Along with Sheiks guitarist/co-songwriter Rupert "Valentine" Bent and Studio One drummer Joe Isaacs, Pope was soon courted by American-born Rock and Roll legend Frank Motley (an innovator in the transition of jump blues to rhythm & blues during the 50s with his dual trumpet technique) to front his Hitch-Hikers combo (another mainstay of Toronto's R&B community) replacing the popular singer Jackie Shane. The Pope-fronted Hitch-Hikers kept a very active performance pace with constant dates all over Ontario and Quebec (routes already traveled by the Pope-fronted Sheiks). Recording their debut LP in 1970 with the Canadian Paragon label, "The Hitch-Hikers featuring The Mighty Pope" combined a mix of Pope and Bent-penned originals and tough R&B/funk covers by the likes of Eddie Bo and The Meters. With no industry or much promotional support, the disc sank. After a series of line-up changes with The Hitch-Hikers (seeing Motley, Bent exit and the addition of Jamaican-Canadians Wayne McGhie on guitar and Jimmy Carver on keyboards and one-time Skatalites trumpet player, Johnny "Dizzy" Moore), the band released one more single, "Mr. Fortune" on Larry Wiener's Heart label before packing it in for good.

== Solo career ==

After fronting minor combos Ram (one 45 for the Tuesday label, "Love Is The Answer", which also appeared on the "Jamaica to Toronto" compilation) and the Wild Oats (unrecorded), Pope eventually went solo and saw greater commercial success. Thanks to non-stop touring, Pope continued to gain recognition and adoration. By the mid-seventies, his dynamic stage act caught the attention of management and subsequently RCA Records Canada, who released his self-titled The Mighty Pope soul LP in 1977. It contained the single, "Heaven On The 7th Floor," a #14 hit single in Canada. Harry Hinde (Tundra, Charity Brown, Shania Twain) produced the disc with arrangements from Eric Robertson (The Majestics, Moe Koffman, Roger Whittaker) and most impressively, Motown and Detroit music legend David Van De Pitte (Marvin Gaye's "What's Going On" to name but one). Four 7" singles from the long player were released altogether. "Heaven On The Seventh Floor" broke the Canadian Top 20, while "If You Want A Love Affair" received worship from the UK's dance-fuelled Northern Soul scene. "Heaven on the 7th Floor" was covered by The Mighty Pope, and charted concurrently with Paul Nicholas's version. In Canada, his version was the bigger hit. It was issued by RCA Records on the Private Stock label, and reached #14. It also reached number 83 on the U.S. Cash Box chart.[12]

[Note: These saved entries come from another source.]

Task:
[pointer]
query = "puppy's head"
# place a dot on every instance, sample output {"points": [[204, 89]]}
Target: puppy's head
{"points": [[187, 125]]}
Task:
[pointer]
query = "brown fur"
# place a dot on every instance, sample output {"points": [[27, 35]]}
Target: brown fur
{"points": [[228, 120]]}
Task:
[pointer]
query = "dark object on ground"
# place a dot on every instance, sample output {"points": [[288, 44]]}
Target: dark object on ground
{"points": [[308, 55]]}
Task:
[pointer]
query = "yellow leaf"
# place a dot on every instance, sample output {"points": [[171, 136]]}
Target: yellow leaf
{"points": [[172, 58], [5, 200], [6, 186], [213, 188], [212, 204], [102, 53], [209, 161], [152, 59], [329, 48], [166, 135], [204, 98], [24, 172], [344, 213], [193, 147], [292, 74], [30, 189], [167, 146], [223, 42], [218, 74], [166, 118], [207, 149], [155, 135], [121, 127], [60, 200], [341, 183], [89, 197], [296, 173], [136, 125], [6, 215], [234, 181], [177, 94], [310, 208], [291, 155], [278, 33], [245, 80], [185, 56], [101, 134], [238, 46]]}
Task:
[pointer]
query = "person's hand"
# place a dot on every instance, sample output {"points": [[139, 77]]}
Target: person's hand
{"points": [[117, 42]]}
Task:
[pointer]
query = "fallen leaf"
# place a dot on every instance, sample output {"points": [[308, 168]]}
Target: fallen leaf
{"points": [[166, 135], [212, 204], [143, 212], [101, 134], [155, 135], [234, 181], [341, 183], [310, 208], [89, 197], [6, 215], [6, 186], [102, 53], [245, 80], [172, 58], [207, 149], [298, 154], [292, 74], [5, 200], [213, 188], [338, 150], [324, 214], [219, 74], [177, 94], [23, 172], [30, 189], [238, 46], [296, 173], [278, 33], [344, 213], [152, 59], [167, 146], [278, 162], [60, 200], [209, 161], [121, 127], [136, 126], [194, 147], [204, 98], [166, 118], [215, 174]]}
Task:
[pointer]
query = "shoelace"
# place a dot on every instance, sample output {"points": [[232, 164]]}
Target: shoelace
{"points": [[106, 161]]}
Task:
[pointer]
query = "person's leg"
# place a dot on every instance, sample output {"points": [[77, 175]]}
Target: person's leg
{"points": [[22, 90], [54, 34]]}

In 1978, Pope signed with Quality Records after sessions for a second RCA album were aborted (unreleased demos were recorded in Detroit throughout 1978 with Van De Pitte). New producer John Driscoll surrounded Pope with top-notch talent for his next recording project, among them Italian-Canadian disco icon Gino Soccio, for his second solo album, Sway. It was reported in the 25 August 1979 issue of RPM Weekly that Quality Records had a quantity of albums to release in the fall. At the top of the list was Mighty Pope's debut album Sway. The album quickly shot up the club charts worldwide and was additionally picked up for American release by RFC Records. The first 12" single was a remake of the Bobby Rydell's 1960 hit "Sway" followed by dance floor smash "Sweet Blindness". Both songs were remixed by Jim Burgess and scored Top 40 placement on the U.S. disco charts assisted by promotional tours to Studio 54, national TV, media, and extended cross-Canadian touring.

With changing musical tides, Pope's induction to the world of disco was short-lived and by the early 80s, RFC Records had folded. Still, Pope continued to perform soul, R&B, and pop in bars and clubs across Canada until the early 90s when he decided to retire from the business and focus on family. With his musical career revived by 2006's Jamaica To Toronto archival reissue project, Pope was soon performing in Toronto, Montreal, Calgary, and Vancouver to receptive audiences.